Ein aktueller Schritt von Umwelt- und Menschenrechtsorganisationen bringt eines der umstrittensten Energieprojekte Zentralasiens erneut in den Fokus internationaler Aufmerksamkeit: Anfang April reichten zwei zivilgesellschaftliche Organisationen aus Tadschikistan eine formelle Beschwerde gegen die Weltbank beim sogenannten Inspection Panel ein. Die Beschwerde richtet sich gegen die Unterstützung der Weltbank für vorbereitende Maßnahmen zum Bau des Rogun-Staudamms – einem Megaprojekt, das seit Jahren wegen seiner ökologischen, sozialen und wirtschaftlichen Risiken in der Kritik steht.
Das Inspection Panel ist ein unabhängiges Gremium der Weltbank, das Beschwerden von Menschen prüft, die von Weltbank-finanzierten Projekten negativ betroffen sind. Die tadschikischen Organisationen werfen der Bank unter anderem vor, Umwelt- und Sozialstandards nicht eingehalten zu haben, unzureichend über die Risiken des Projekts informiert zu haben und betroffene Gemeinden nicht angemessen beteiligt zu haben.

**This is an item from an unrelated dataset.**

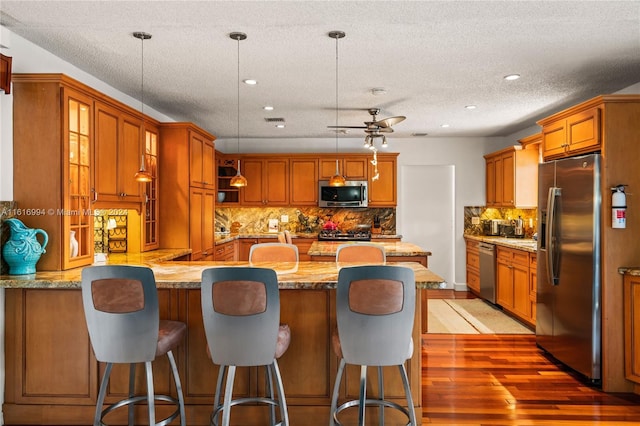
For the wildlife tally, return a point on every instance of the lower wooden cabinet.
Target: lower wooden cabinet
(513, 283)
(473, 267)
(632, 328)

Veraltete Studien und mangelnde Transparenz
Konkret kritisieren die Beschwerdeführer, dass sich die von der Weltbank finanzierten Umwelt- und Sozialverträglichkeitsprüfungen (ESIA) auf veraltete und unvollständige Daten stützen. In den betroffenen Regionen wurden Umsiedlungen durchgeführt, ohne dass aktuelle Risikobewertungen oder angemessene Konsultationen stattfanden. Einige der verwendeten Gutachten stammen noch aus der Sowjetzeit – ein eklatanter Verstoß gegen die Anforderungen an evidenzbasierte, partizipative Entscheidungsprozesse.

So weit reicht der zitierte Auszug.